Other problems are less defensible. There is little variety in your team’s personal quests. Most consist of either going to the city and talking to someone or waiting for them to talk to you. Some quests have great potential but end flatly, particularly a donation box for “Blight Orfans” that is quite obviously beer money and prank supplies for a pair of drunken idiots. Although the quest line is amusing, nothing interesting happens when you clear the last request. You’ll put certain party members through the Joining to make them official Grey Wardens, but it’s handled carelessly, and with one early exception it’s quite obvious that none of your party is in any danger. A late-game placement of a dragon fight is rather sudden as the thing just drops right on top of you without warning, like the game felt the need to cram one in at the last minute.

Awakening‘s running time, a comparably slim twelve to fifteen hours to do everything, is a mixed blessing. On the upside, dungeons don’t run as long and sidequests don’t take as much time. The story is kept rolling and individual sequences feel much more efficient. With the exception of Dragon Out of Nowhere, boss fights are fun, engaging, and well integrated, particularly the aforementioned optional dragon fight. On the downside, less playtime means less time spent with the characters and the story. By the time you’ve rounded up a full party, the game’s almost over. There are no romance options, and certain conversations will only trigger by observing easy-to-miss bits of scenery or checking into Vigil’s Keep regularly. Perhaps most jarring is the game jumps straight to epilogues after killing the final boss, skipping any denouement — a letdown after one particularly grim and well-executed choice that results in one of two very different outcomes.

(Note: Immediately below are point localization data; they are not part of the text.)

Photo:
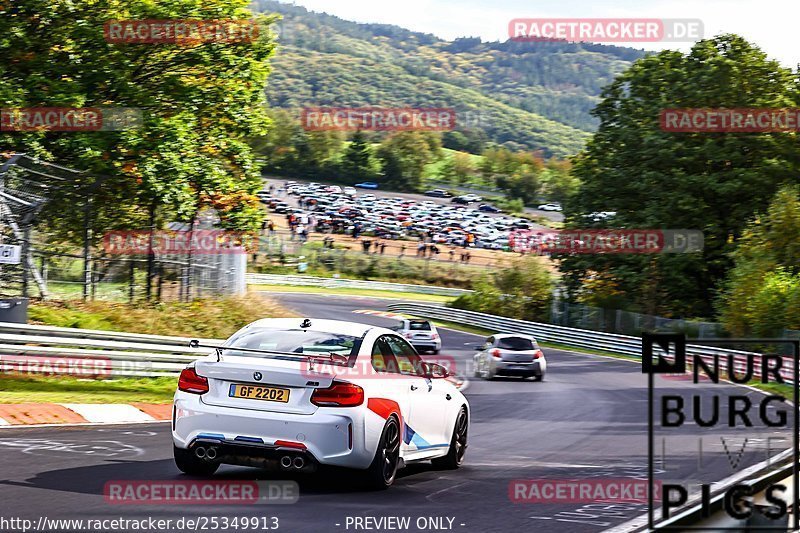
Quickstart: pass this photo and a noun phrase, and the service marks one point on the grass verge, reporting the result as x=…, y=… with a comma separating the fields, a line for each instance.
x=209, y=318
x=15, y=388
x=368, y=293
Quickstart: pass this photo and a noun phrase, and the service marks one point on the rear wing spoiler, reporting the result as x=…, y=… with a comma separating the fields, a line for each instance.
x=331, y=357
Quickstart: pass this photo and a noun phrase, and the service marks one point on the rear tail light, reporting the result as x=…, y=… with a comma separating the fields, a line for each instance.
x=192, y=383
x=290, y=444
x=339, y=394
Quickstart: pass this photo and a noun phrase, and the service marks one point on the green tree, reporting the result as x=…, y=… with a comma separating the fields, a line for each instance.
x=656, y=179
x=762, y=294
x=357, y=160
x=404, y=156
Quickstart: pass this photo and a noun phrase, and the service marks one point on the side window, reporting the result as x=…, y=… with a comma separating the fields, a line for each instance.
x=408, y=362
x=383, y=360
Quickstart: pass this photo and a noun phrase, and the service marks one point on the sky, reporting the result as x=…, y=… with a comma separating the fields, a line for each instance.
x=770, y=24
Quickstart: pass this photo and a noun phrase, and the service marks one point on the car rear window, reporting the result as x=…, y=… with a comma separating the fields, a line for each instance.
x=516, y=344
x=295, y=341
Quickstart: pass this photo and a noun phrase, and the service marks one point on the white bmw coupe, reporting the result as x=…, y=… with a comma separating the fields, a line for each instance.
x=294, y=394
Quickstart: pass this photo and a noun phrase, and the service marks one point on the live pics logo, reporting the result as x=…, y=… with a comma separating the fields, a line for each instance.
x=666, y=354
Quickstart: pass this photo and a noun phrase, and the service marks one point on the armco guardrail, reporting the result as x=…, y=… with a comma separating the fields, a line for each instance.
x=35, y=349
x=578, y=338
x=342, y=283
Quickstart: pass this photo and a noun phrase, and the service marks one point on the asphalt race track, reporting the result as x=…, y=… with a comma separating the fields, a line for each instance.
x=587, y=420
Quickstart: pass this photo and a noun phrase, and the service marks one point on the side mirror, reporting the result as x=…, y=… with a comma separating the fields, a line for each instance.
x=436, y=371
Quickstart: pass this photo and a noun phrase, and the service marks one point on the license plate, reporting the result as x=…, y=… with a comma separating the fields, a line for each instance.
x=257, y=392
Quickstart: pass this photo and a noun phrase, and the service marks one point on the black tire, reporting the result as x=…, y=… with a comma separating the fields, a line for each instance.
x=458, y=444
x=189, y=464
x=381, y=473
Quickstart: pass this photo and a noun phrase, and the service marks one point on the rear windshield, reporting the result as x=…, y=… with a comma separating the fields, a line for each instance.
x=517, y=344
x=295, y=341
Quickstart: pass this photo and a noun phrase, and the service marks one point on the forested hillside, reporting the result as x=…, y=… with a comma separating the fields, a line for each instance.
x=527, y=96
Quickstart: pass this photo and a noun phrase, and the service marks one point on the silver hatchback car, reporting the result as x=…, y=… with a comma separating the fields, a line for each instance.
x=510, y=354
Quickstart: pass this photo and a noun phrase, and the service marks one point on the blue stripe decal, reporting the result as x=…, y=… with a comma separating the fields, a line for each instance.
x=217, y=436
x=419, y=442
x=250, y=439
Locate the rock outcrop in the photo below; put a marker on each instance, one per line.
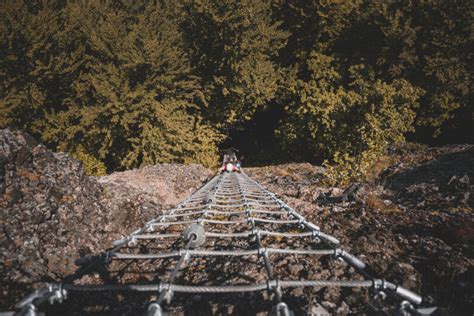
(52, 212)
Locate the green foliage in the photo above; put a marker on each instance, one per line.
(232, 44)
(350, 124)
(92, 165)
(111, 79)
(140, 82)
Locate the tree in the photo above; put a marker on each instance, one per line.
(232, 45)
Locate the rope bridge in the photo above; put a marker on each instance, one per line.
(231, 216)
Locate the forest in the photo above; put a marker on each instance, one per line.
(122, 84)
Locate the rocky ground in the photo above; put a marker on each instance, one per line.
(413, 224)
(53, 213)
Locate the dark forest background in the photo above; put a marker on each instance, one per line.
(121, 84)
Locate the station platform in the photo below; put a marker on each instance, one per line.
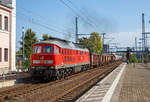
(127, 83)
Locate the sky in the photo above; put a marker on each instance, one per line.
(119, 19)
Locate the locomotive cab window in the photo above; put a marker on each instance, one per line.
(37, 49)
(48, 49)
(57, 50)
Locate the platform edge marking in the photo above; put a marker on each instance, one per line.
(111, 90)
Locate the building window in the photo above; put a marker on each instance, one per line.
(5, 54)
(0, 21)
(0, 54)
(6, 23)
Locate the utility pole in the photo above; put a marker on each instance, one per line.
(135, 43)
(76, 20)
(103, 34)
(143, 36)
(143, 32)
(23, 45)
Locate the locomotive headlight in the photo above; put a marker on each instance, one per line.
(48, 61)
(36, 61)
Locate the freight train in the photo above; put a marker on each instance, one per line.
(57, 58)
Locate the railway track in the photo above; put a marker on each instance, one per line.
(61, 90)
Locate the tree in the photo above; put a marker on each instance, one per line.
(93, 43)
(29, 39)
(45, 37)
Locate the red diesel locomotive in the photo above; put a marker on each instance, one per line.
(57, 58)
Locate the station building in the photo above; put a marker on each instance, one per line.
(7, 35)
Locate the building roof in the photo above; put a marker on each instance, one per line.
(64, 44)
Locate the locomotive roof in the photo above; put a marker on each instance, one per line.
(64, 44)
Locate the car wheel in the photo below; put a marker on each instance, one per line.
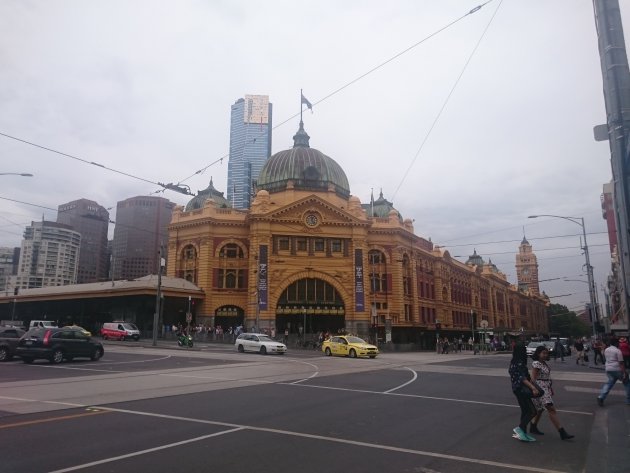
(57, 356)
(98, 353)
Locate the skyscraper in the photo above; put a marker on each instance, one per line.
(49, 255)
(141, 228)
(250, 146)
(91, 221)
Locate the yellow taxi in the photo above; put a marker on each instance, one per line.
(348, 345)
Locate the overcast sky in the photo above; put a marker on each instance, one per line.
(145, 88)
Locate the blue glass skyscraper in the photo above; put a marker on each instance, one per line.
(250, 146)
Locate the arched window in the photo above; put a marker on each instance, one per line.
(231, 250)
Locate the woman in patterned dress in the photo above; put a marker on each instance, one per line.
(541, 374)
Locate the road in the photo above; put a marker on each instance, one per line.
(163, 410)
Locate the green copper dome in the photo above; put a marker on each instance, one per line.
(306, 167)
(209, 193)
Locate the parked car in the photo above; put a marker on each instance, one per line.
(86, 332)
(531, 347)
(259, 342)
(42, 324)
(57, 344)
(9, 338)
(120, 331)
(347, 345)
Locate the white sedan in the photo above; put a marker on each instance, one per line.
(259, 342)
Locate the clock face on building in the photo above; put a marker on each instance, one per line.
(311, 220)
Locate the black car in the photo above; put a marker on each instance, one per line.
(9, 338)
(58, 344)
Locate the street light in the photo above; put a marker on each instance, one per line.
(589, 269)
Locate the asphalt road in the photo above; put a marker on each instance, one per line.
(160, 410)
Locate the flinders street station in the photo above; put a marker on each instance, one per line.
(310, 256)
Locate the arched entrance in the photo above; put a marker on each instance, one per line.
(228, 316)
(311, 305)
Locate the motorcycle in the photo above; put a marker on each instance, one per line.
(184, 340)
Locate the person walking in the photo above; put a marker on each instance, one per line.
(558, 349)
(615, 371)
(579, 349)
(625, 351)
(541, 375)
(519, 376)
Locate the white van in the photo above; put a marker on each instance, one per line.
(42, 324)
(119, 331)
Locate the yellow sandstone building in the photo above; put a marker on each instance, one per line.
(310, 256)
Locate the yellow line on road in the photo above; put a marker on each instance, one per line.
(53, 419)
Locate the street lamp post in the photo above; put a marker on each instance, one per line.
(589, 269)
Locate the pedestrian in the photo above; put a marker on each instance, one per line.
(615, 371)
(598, 348)
(541, 375)
(625, 351)
(519, 376)
(558, 349)
(579, 349)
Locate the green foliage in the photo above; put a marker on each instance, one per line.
(565, 323)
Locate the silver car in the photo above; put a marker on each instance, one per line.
(259, 342)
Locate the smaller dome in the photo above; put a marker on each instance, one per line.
(209, 193)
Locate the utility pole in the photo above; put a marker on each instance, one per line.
(616, 86)
(158, 296)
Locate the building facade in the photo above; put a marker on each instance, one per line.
(527, 268)
(91, 221)
(49, 255)
(9, 259)
(250, 146)
(308, 256)
(140, 231)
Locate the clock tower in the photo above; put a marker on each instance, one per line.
(527, 268)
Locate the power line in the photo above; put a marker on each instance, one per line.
(448, 97)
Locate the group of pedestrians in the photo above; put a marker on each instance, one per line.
(534, 392)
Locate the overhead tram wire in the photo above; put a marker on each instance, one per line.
(357, 79)
(448, 97)
(177, 187)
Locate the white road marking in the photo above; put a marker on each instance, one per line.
(237, 427)
(415, 376)
(467, 401)
(148, 450)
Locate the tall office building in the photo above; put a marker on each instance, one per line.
(49, 255)
(91, 221)
(9, 258)
(250, 146)
(141, 228)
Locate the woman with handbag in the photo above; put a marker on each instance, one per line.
(541, 374)
(524, 389)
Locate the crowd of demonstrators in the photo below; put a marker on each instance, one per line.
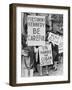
(33, 52)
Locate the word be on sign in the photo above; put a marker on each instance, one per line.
(45, 53)
(36, 30)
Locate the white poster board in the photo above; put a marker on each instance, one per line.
(45, 53)
(36, 30)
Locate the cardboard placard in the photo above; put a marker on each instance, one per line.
(60, 46)
(36, 30)
(54, 38)
(45, 53)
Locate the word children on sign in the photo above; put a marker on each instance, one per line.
(45, 53)
(36, 30)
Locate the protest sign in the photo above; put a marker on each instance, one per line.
(45, 54)
(36, 30)
(55, 39)
(60, 46)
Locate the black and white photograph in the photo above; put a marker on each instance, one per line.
(41, 44)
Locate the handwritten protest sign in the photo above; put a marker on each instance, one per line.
(54, 38)
(36, 30)
(60, 46)
(45, 53)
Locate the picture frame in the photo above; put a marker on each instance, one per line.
(50, 23)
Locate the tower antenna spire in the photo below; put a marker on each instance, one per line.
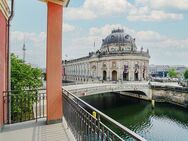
(24, 49)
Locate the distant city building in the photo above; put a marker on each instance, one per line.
(162, 70)
(117, 60)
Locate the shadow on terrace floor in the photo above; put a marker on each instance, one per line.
(35, 131)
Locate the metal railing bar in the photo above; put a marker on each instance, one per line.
(120, 126)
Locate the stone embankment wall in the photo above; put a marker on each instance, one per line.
(174, 95)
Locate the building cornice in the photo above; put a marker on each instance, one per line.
(4, 8)
(59, 2)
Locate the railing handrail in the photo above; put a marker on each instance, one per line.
(120, 126)
(9, 91)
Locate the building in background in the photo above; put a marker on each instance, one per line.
(162, 70)
(117, 60)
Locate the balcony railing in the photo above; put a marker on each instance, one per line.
(87, 127)
(24, 105)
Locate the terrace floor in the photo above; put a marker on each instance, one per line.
(36, 131)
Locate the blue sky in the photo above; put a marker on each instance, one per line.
(160, 26)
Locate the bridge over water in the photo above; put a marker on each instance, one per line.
(137, 89)
(162, 92)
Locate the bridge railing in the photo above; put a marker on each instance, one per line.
(86, 126)
(111, 88)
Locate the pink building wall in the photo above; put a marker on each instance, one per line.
(3, 62)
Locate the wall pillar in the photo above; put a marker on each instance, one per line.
(54, 63)
(3, 58)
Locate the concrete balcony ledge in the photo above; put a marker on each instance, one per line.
(36, 131)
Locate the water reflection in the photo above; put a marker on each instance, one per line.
(164, 123)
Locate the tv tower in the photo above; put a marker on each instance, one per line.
(24, 50)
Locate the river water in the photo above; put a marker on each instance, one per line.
(165, 122)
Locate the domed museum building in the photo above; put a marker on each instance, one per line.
(117, 60)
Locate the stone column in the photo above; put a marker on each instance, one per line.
(53, 66)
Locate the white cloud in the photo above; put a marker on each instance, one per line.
(146, 14)
(79, 14)
(107, 7)
(140, 10)
(158, 4)
(68, 27)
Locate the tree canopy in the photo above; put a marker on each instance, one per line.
(186, 74)
(24, 76)
(172, 73)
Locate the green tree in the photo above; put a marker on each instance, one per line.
(172, 73)
(186, 74)
(23, 77)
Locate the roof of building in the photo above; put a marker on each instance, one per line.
(118, 36)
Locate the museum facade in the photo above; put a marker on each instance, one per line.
(117, 60)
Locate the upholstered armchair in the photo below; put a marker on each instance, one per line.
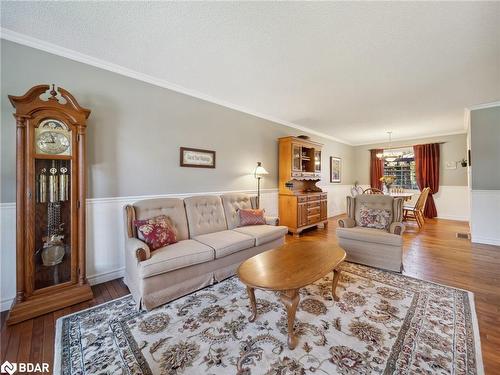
(371, 234)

In spite or perhaps because of all that’s been said so far, the decision to pick up Awakening is fairly cut-and-dry. Those who liked Origins and were chomping at the bit for a second playthrough before the credits finished rolling probably have this already. Those turned off by the samey sidequests and endless dungeons may find Awakening more forgiving, if only because the expansion keeps a closer eye on the clock. However, anybody curious about out how their decisions in Origins changed things may be somewhat let down until a proper sequel. Still, Awakening is a respectable follow-up to Origins and manages to capture a lot of what made it special in the first place. It’s not as polished as one might hope, but on the whole it hits the right notes: a compelling plot, meaningful choices, and enjoyable characters.

Consider this an appetizer for the next full Dragon Age. Dust off your Warden, gather your party, and venture forth.

This game was played to completion and reviewed using a retail copy.